In order to prevent the “Suwon case” from happening again, the Korean National Assembly passed the “Jo Doo Soon Prevention Act”
November 25. According to South Korean KBS News, the South Korean National Assembly recently passed the “Protection and Containment Law.” The bill aims to strengthen the management and supervision of electronic anklet wearers, and is also known as the “Zhao Doushun Prevention and Control Law.”
It is reported that even when wearing electronic anklets, South Korea still has an average of 60 sexual crimes per year. Park, who served 12 years in prison for sexual violence on 6 children, committed sexual violence on female high school students only 8 days after being released from prison in March this year.

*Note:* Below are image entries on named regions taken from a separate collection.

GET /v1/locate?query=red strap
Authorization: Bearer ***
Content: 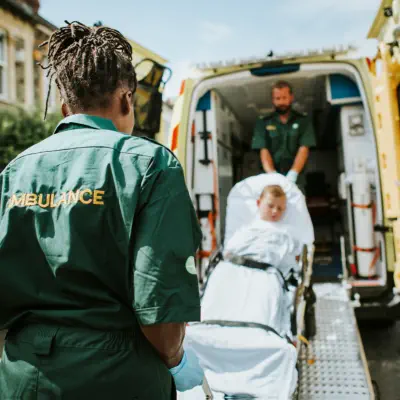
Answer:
[351,203,372,210]
[353,246,376,253]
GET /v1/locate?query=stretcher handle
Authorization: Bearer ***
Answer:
[203,375,214,400]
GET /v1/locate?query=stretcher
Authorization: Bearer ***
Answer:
[178,174,314,400]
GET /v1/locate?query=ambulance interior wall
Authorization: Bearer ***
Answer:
[211,90,246,238]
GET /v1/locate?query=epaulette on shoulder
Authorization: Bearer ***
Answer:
[293,110,308,117]
[139,136,178,160]
[260,113,275,121]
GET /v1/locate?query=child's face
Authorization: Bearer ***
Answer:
[257,193,286,222]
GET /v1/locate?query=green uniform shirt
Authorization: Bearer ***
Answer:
[0,115,201,330]
[252,110,316,174]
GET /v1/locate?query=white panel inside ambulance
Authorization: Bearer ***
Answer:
[187,63,386,297]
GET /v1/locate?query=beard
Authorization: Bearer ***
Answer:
[275,106,292,115]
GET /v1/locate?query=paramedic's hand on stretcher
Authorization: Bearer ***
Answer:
[169,349,204,392]
[286,169,299,183]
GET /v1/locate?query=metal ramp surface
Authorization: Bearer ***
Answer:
[298,283,374,400]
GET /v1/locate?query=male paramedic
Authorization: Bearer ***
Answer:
[0,22,203,400]
[252,81,316,190]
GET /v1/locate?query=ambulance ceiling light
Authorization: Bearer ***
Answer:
[194,45,357,70]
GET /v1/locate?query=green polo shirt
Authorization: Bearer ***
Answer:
[0,115,201,330]
[252,110,316,174]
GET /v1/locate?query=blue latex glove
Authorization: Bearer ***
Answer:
[169,349,204,392]
[286,169,299,183]
[169,349,204,392]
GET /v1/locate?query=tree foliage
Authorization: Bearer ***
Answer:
[0,110,62,171]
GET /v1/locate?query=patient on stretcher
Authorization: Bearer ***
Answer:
[224,185,301,277]
[202,185,301,337]
[180,174,314,400]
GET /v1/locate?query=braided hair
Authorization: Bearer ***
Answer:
[40,21,137,119]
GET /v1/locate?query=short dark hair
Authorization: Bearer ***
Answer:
[271,81,293,93]
[41,21,137,118]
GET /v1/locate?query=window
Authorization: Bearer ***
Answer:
[15,39,26,104]
[0,30,7,99]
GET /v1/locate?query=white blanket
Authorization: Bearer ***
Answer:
[224,217,302,276]
[201,261,292,335]
[178,325,297,400]
[179,261,297,400]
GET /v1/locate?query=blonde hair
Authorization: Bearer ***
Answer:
[260,185,286,200]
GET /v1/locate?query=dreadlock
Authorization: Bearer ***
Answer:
[40,21,137,119]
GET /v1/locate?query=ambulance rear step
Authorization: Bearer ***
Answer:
[298,283,375,400]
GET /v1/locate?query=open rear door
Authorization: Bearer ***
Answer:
[370,43,400,288]
[133,58,171,138]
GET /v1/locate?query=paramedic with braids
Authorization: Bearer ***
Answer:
[252,81,316,191]
[0,22,204,400]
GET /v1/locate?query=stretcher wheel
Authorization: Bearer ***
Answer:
[304,287,317,340]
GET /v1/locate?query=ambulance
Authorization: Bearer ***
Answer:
[168,0,400,399]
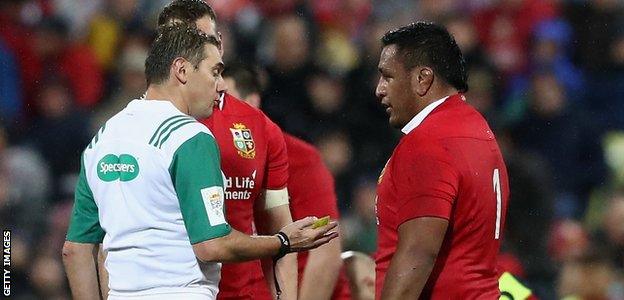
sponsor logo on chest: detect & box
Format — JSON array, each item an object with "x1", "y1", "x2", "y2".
[
  {"x1": 230, "y1": 123, "x2": 256, "y2": 159},
  {"x1": 97, "y1": 154, "x2": 139, "y2": 182},
  {"x1": 225, "y1": 170, "x2": 256, "y2": 200}
]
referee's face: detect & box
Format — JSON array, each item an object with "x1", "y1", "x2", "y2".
[{"x1": 375, "y1": 45, "x2": 418, "y2": 128}]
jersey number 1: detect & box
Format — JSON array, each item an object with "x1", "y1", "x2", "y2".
[{"x1": 492, "y1": 169, "x2": 503, "y2": 240}]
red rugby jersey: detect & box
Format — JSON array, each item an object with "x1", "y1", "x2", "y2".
[
  {"x1": 253, "y1": 134, "x2": 350, "y2": 300},
  {"x1": 201, "y1": 94, "x2": 288, "y2": 299},
  {"x1": 376, "y1": 94, "x2": 509, "y2": 299}
]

Although Park was wearing an electronic anklet, the alarm did not sound because the crime occurred within 2 kilometers of the prisoner’s residence.
According to the survey, more than half of sexual crime-related recidivism cases occurred within 1 km radius of the electronic anklet wearer, and 33% occurred within 100 meters of the prisoner’s living radius.
Therefore, the Korean people believe that it is necessary for the government to formulate the “Protection and Containment Law” to allow Zhao Doushun to receive certain isolation treatment after he is released from prison.
In response, Lee Soo-jeong, a professor in the Department of Criminal Psychology at Gyeonggi University, said that the so-called protection and containment law requires electronic anklet wearers to go to a government-designated facility and spend the night in the facility.
Because if the place where the wearer of the electronic anklet lives is like Zhao Doushun’s house, it is located in the apartment gathering area, in fact, measures to restrict the place of residence are meaningless.